Students asked for it, Campus Dining delivered!
The atmosphere was festive at the grand opening of Island Soul, the new Caribbean and Southern food concept at Union Commons. Although the sounds of lively Caribbean music echoed at the Union, the students’ cheers were even louder when the name of the station, which was determined by student input, was finally revealed. Randy Ferguson ’16 and his fellow students from the Caribbean Student Association, Phi Delta Psi Fraternity Inc. and the Student African American Brotherhood unveiled the name and cut the ribbon, making Island Soul official.
“I am so proud of the students from the various cultural student groups who collaborated with Campus Dining, the Faculty Student Association (FSA) and the Office of Multicultural Affairs to develop the concept, recommend ethnic recipes and help judge the student contest,” said Cheryl Chambers, Associate Dean for Multicultural Affairs.
A Taste of Home
After last spring’s successful Caribbean Cook-off competition, students longed for a dedicated station where they could enjoy authentic homemade flavors from Caribbean and Southern cuisines. Last December, Campus Dining met with several student groups to discuss the development of a Caribbean and Southern food concept.
“Island Soul was a long time coming that was needed in Stony Brook. Especially for the Black community, we needed something that we can relate to when it comes to food,” stated Ferguson, President for Student African American Brotherhood Chapter of Stony Brook University. “Campus Dining was open to the idea of having the Caribbean spot in the Union. It happened and became successful, and it will be an important venue that will go down in the history of Stony Brook.”
Created by Students for Students
To ensure the spice and flavors of the station were as close to home as possible, the food offerings needed to be not only tasty, but also authentic and affordable, so the students collaborated with Campus Dining to select the type of dishes that should be included.

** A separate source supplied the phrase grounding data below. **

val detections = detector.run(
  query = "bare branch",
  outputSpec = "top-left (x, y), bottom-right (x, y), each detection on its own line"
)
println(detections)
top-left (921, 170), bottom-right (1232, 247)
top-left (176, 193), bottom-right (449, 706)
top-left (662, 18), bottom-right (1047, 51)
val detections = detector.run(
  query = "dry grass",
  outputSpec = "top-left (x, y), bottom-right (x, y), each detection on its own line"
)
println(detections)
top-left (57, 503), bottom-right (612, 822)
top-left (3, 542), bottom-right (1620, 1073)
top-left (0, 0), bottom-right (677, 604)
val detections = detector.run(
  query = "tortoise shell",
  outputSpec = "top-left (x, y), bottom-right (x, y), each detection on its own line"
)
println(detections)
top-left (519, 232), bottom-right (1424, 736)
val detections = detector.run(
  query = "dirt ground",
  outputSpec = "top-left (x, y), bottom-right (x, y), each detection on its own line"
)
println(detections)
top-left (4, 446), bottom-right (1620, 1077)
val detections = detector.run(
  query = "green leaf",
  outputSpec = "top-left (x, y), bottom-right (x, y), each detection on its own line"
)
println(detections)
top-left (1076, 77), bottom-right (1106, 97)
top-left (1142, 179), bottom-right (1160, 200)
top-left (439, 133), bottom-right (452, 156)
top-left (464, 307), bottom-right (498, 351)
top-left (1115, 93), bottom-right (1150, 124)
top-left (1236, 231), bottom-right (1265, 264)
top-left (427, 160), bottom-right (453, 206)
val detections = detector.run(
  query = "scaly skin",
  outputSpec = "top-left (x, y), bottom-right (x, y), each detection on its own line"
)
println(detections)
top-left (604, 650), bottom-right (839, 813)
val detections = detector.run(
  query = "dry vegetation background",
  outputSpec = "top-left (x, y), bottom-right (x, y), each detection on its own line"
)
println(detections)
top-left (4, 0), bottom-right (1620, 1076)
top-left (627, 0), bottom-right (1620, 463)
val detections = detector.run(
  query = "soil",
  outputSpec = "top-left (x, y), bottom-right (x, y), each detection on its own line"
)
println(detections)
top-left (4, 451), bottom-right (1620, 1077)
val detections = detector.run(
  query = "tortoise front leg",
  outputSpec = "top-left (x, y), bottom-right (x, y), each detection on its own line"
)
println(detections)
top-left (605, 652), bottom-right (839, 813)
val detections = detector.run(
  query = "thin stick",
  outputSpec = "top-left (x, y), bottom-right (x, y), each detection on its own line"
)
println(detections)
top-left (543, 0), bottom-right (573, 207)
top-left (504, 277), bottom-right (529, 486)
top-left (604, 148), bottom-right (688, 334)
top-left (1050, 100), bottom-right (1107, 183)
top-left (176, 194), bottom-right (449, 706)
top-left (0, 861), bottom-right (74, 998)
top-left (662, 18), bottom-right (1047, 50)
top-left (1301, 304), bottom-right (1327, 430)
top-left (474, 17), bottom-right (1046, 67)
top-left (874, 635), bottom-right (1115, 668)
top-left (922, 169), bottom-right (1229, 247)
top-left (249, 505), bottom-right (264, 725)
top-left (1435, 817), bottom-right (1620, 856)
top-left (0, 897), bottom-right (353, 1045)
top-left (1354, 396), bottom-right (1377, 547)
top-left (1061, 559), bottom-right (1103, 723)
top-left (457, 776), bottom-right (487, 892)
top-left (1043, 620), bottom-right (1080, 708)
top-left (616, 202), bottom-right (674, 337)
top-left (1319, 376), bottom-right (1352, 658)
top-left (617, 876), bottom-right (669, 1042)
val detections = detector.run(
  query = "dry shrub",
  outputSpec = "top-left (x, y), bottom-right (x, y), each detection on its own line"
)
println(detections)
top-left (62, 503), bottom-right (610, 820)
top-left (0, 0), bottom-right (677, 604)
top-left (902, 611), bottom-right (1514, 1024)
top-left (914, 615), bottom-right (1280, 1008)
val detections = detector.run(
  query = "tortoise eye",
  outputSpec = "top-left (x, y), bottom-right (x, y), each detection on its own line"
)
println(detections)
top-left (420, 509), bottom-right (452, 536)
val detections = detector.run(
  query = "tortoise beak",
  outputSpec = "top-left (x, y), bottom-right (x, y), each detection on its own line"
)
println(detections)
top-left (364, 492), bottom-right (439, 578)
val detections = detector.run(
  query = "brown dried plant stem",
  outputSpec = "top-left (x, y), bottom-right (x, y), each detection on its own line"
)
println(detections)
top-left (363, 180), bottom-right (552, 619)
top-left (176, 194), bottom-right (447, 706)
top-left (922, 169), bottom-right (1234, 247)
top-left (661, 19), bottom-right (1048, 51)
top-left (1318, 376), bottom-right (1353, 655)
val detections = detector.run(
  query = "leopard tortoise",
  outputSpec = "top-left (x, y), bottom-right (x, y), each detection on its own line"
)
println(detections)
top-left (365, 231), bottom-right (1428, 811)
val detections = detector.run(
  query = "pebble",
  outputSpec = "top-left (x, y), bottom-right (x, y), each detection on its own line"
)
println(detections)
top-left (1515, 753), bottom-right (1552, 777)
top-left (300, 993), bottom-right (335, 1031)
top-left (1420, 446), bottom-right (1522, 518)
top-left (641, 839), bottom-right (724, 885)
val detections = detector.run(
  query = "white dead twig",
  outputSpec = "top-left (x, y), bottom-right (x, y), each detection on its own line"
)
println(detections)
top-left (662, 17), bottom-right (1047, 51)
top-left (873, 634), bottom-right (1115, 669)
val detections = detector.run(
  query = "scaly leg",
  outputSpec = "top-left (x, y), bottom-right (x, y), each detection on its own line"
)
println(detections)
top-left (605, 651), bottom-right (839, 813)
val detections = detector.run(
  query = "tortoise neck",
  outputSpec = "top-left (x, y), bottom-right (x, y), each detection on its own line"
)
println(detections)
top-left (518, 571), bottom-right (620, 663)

They even suggested restaurants in the NYC metro area where Campus Dining could research the flavors they were looking for.
With this information, Campus Dining created a menu that includes different favorite dishes from the Caribbean and Southern cuisines. Ferguson’s Caribbean Cook-off winning recipe, Jerk Chicken and Rasta Pasta, is also one of the dishes featured in Island Soul.
On Monday, Wednesday and Friday, Caribbean cuisine is featured with favorites such as:
- Curry chicken
- Puerto Rican tostones
- Cuban-style pork
On Tuesdays and Thursdays, Southern cuisine dishes offer:
- Fried chicken
- Black eyed peas
- Collard greens
- Jerk cornbread
- Southern biscuits
- Shrimp and grits
“We are excited about this new offering especially because it was based on student feedback and we worked hand in hand with the students,” said Gretchen Favors, General Manager at the Union Commons. “As we continue to bring student suggestions to campus dining, we encourage them to reach out to us either in person or by submitting a comment on the website or texting TellSBUEats comments to 82257.”
“The creation of Island Soul was a great collaborative process between students and the University that we are definitely looking to replicate in the near future, which began with a cooking competition last spring,” said Tim Ecklund, Dean of Students. Campus Dining is collaborating with other student groups to plan another cooking competition this spring semester. “We’ll be announcing more details in the upcoming weeks,” said Ecklund.